Stuff I Learned - Week #13

This past week I've been learning about how high altitude impacts physical activity. As many of you have probably experienced, hiking in the mountains of Colorado can be more fatiguing than hiking in Wisconsin's Blue Mound State Park. Why is it much easier for a flatlander to exercise in the hills of Southern Wisconsin's Driftless region than to exercise in Colorado's high country?

Atmospheric pressure rapidly decreases as altitude increases, and as a result, there's a lot less oxygen available at Monarch Mountain Ski Area in Colorado than there is at Tyrol Basin here in Wisconsin. While this decrease in available oxygen may seem like the beginning and end of the story, the physiology is actually much more interesting than simply more/less oxygen.

Earning turns outside of Leadville, CO
(huffing and puffing every step of the way)
Let's start with looking at how your body responds to an environment that has less available oxygen (hypoxic). A few weeks ago I discussed the feedback mechanisms that determine respiratory rate, and those same mechanisms are at play in the hypoxic state. With less available oxygen in the inhaled air, the chemoreceptors in the aorta and carotid arteries signal the respiratory centers of the brain-stem to increase the depth and rate of the breathing.

In addition to the increased rate and depth of the breathing, heartrate also increases when you're moving around in the high country. (Have you ever experienced the feeling that your heart was going to fly out of your chest while skiing in the mountains?)

The increase in heartrate and respiratory volume that occurs in the mountains is a good start in adapting to the lower-oxygen conditions, though these cardiorespiratory adaptations are still insufficient to fully compensate for the hypoxia. There is still insufficient oxygen getting to your working muscles - as hard as you may be breathing when you're skiing, it still isn't hard enough!

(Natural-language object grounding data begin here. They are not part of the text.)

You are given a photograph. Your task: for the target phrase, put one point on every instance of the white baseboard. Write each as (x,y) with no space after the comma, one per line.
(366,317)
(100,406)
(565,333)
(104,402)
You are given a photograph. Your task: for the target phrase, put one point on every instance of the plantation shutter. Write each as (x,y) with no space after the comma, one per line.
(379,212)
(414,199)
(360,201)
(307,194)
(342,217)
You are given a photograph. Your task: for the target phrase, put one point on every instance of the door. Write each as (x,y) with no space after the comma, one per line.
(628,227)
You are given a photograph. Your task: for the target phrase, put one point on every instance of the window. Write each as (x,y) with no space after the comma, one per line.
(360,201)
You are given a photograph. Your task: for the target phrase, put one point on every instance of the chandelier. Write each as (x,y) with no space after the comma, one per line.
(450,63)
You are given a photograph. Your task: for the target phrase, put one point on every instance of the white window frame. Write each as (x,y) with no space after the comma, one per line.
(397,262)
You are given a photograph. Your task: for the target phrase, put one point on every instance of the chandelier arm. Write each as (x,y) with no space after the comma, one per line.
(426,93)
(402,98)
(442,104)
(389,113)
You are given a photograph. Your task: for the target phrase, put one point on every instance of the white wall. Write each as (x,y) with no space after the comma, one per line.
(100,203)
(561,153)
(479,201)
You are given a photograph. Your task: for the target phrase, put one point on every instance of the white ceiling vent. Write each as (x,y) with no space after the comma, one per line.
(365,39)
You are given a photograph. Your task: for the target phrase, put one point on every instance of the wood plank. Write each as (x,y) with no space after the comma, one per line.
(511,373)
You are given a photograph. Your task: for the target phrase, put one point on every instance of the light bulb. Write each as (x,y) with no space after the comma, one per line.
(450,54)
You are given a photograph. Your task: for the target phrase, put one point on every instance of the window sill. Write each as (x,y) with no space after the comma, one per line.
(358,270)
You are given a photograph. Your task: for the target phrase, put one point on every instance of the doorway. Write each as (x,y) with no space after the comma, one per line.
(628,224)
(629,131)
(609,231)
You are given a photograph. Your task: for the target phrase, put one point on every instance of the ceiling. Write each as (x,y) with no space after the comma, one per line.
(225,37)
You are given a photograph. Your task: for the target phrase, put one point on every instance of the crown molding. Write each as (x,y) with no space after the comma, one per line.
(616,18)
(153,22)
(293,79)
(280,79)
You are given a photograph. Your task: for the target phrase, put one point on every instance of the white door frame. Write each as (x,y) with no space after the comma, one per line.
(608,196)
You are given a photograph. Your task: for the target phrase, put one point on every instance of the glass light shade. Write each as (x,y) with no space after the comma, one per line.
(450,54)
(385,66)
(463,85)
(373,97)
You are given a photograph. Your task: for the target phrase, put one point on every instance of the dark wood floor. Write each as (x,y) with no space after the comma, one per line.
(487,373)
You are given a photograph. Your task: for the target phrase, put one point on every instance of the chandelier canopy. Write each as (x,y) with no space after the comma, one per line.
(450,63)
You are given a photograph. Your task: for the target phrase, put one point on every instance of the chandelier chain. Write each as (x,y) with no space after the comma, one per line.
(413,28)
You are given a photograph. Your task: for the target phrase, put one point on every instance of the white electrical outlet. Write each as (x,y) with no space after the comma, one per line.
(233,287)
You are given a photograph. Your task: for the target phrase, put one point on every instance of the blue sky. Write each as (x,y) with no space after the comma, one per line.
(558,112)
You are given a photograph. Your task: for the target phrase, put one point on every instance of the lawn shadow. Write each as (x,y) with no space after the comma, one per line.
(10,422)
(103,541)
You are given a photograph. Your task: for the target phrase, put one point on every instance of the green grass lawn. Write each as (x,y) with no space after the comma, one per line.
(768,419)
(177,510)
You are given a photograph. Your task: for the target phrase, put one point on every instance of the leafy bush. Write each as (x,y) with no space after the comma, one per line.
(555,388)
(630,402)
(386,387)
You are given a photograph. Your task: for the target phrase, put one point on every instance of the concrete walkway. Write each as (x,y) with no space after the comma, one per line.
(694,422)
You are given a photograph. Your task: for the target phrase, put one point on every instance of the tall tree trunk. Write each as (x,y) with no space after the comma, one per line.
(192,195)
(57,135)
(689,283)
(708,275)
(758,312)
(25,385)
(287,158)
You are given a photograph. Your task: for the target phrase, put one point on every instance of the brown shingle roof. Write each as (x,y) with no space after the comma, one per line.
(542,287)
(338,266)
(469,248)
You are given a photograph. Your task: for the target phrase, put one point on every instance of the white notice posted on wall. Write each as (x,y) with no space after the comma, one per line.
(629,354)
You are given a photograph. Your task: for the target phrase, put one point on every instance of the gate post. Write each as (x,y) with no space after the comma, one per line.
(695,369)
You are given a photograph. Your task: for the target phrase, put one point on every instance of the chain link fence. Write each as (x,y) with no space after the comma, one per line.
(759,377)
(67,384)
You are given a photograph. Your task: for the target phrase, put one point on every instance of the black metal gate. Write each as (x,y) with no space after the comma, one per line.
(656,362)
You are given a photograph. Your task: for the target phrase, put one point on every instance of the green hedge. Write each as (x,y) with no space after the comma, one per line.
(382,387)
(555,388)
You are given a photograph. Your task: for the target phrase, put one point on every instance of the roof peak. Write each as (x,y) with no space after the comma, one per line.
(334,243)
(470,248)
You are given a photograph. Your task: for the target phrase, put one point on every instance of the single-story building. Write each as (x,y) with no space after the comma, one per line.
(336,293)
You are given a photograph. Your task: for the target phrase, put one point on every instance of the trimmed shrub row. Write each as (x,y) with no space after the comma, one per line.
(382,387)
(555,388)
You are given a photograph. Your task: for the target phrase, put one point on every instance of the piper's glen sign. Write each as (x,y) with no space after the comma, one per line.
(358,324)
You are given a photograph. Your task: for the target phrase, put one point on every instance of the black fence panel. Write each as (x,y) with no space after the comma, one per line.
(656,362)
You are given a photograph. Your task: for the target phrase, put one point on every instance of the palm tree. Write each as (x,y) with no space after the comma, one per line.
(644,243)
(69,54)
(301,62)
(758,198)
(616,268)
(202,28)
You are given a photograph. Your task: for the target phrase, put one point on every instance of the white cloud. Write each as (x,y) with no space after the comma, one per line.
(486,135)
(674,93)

There's not much oxygen at the top of Mt. Kangchenjunga.
At 28,169 feet above sea level, tying your shoes is exhausting. 
Why, then, doesn't the body just breathe harder? The answer brings us back to the feedback mechanisms that I discussed a few weeks ago. At altitude, the feedback mechanisms are receiving conflicting messages about the hypoxic conditions, and as a result, are sending mixed messages to the respiratory control centers.

As I mentioned earlier, the sensors in the carotid arteries and aorta are sensing a deficit in oxygen, which signals the respiratory centers to increase the rate and depth of the breathing. So far, so good. Unfortunately, the deeper breathing reduces the levels of carbon dioxide in the muscles. While less carbon dioxide in the muscles may seem like a good thing, the decrease in carbon dioxide corresponds to an alkaline shift in the tissues. As the pH of the tissues moves to an alkaline state, the central and peripheral chemoreceptors signal the brainstem to slow down the breathing in order to bring the pH of the tissues back into balance. As a result, the body is simultaneously trying to speed up and slow down the breathing!

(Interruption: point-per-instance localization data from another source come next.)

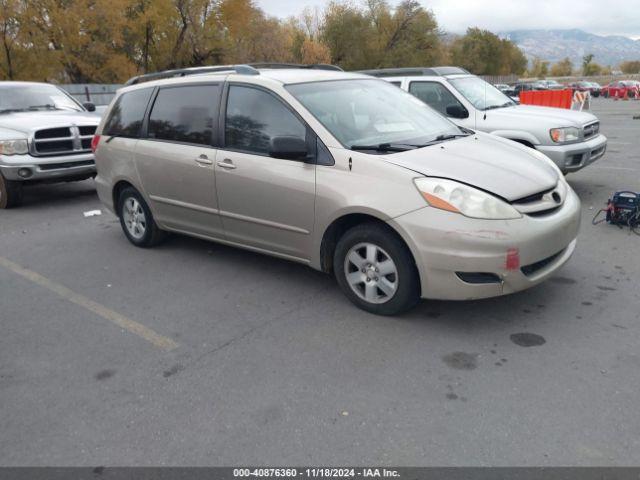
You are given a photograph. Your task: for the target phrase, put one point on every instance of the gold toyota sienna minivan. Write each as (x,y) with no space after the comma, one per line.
(343,172)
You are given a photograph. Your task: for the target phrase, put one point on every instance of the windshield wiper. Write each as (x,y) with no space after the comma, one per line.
(492,107)
(46,106)
(11,110)
(443,138)
(385,147)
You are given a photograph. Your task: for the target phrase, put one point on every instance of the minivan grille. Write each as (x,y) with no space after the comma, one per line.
(63,140)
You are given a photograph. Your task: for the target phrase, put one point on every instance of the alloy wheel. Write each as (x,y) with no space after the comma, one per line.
(371,273)
(134,218)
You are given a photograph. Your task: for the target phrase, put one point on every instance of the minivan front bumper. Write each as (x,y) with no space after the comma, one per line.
(461,258)
(574,156)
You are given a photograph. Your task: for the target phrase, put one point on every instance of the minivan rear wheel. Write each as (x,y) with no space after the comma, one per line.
(376,270)
(10,193)
(137,220)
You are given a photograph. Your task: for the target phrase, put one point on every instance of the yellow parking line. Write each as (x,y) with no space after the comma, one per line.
(100,310)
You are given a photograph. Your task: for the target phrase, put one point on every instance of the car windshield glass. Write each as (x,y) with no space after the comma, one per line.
(372,112)
(35,97)
(481,94)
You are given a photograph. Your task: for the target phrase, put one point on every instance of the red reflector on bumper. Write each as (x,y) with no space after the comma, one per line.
(513,259)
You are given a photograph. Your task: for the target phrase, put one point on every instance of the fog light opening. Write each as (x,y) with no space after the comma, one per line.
(25,172)
(479,277)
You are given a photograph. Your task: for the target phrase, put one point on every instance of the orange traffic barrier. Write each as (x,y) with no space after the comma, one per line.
(547,98)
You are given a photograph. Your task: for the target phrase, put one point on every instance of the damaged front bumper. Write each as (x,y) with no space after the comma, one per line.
(462,258)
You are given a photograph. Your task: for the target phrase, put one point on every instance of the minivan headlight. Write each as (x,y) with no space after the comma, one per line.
(564,134)
(13,147)
(460,198)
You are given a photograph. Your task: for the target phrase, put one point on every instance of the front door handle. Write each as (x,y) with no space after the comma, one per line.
(204,160)
(226,163)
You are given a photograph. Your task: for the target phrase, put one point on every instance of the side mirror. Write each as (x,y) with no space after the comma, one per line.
(457,111)
(288,148)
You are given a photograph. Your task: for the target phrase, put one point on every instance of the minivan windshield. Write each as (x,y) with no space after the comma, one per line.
(35,97)
(369,112)
(481,94)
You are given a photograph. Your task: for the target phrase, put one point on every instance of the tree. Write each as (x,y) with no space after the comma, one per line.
(589,68)
(539,68)
(563,68)
(314,52)
(378,36)
(630,67)
(484,53)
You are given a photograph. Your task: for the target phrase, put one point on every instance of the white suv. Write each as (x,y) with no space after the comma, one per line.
(571,139)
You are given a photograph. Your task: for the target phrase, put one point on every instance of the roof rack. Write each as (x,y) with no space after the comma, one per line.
(415,71)
(242,69)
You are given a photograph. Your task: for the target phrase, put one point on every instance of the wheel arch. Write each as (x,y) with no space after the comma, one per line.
(340,225)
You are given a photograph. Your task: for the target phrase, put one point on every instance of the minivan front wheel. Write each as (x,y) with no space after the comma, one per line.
(136,219)
(376,271)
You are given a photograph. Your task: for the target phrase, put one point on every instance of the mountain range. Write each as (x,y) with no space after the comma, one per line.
(554,45)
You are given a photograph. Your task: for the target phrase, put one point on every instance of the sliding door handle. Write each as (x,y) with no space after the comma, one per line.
(226,163)
(204,160)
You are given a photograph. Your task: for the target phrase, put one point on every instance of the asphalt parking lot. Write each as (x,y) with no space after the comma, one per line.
(194,353)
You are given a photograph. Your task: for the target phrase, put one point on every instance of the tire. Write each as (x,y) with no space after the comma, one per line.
(137,220)
(10,193)
(374,290)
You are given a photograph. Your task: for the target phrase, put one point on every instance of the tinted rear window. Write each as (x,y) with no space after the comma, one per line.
(127,114)
(185,114)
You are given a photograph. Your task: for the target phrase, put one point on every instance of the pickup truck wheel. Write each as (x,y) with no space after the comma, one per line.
(10,193)
(137,221)
(376,270)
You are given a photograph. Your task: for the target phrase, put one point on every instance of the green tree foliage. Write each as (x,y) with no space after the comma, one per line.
(111,40)
(539,68)
(484,53)
(589,68)
(630,66)
(563,68)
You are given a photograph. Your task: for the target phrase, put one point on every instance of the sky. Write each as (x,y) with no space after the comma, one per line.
(602,17)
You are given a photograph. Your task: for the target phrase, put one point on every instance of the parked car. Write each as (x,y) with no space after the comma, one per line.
(571,139)
(342,172)
(618,88)
(583,86)
(45,136)
(595,89)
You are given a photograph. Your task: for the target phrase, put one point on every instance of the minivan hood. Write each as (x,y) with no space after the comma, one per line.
(493,164)
(30,121)
(548,116)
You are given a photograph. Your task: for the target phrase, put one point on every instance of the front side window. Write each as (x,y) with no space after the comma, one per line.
(125,119)
(254,117)
(371,112)
(21,97)
(185,114)
(435,95)
(481,94)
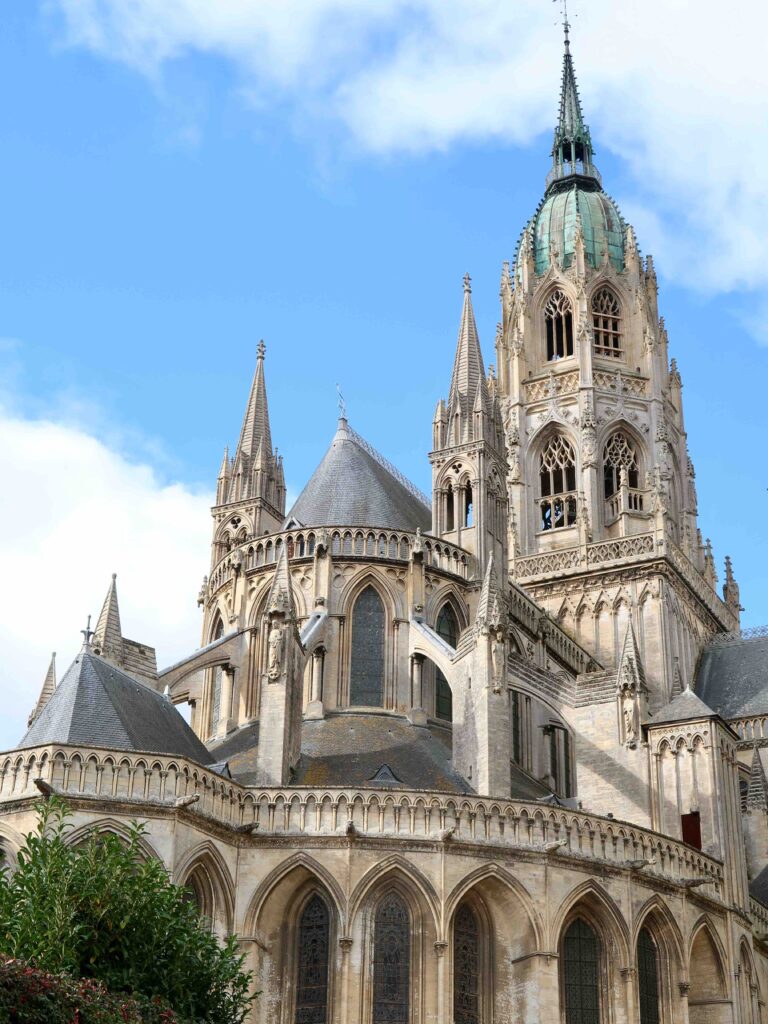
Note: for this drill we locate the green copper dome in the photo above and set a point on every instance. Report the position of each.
(554, 226)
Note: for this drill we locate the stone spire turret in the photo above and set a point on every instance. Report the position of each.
(49, 686)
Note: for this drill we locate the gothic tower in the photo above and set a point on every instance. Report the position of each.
(603, 528)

Herein is another example of the brilliance/intelligence of the human body. After spending a few days at altitude, your body figures out how to respond. The central and peripheral chemoreceptors reduce their signaling to the respiratory centers, and as a result of this downregulation, the breathing responds more effectively to the hypoxic conditions. Voila - blood oxygen levels are normalized, and some degree of adaptation to high altitude conditions occurs!

While there is more to high altitude adaptation than this cardiorespiratory signaling effect, I think I'll leave the discussion here for the time being.

For a future posting, let me know if you'd find it interesting to learn how Tibetan and Andean populations, for example, have adapted to thrive at the highest elevations.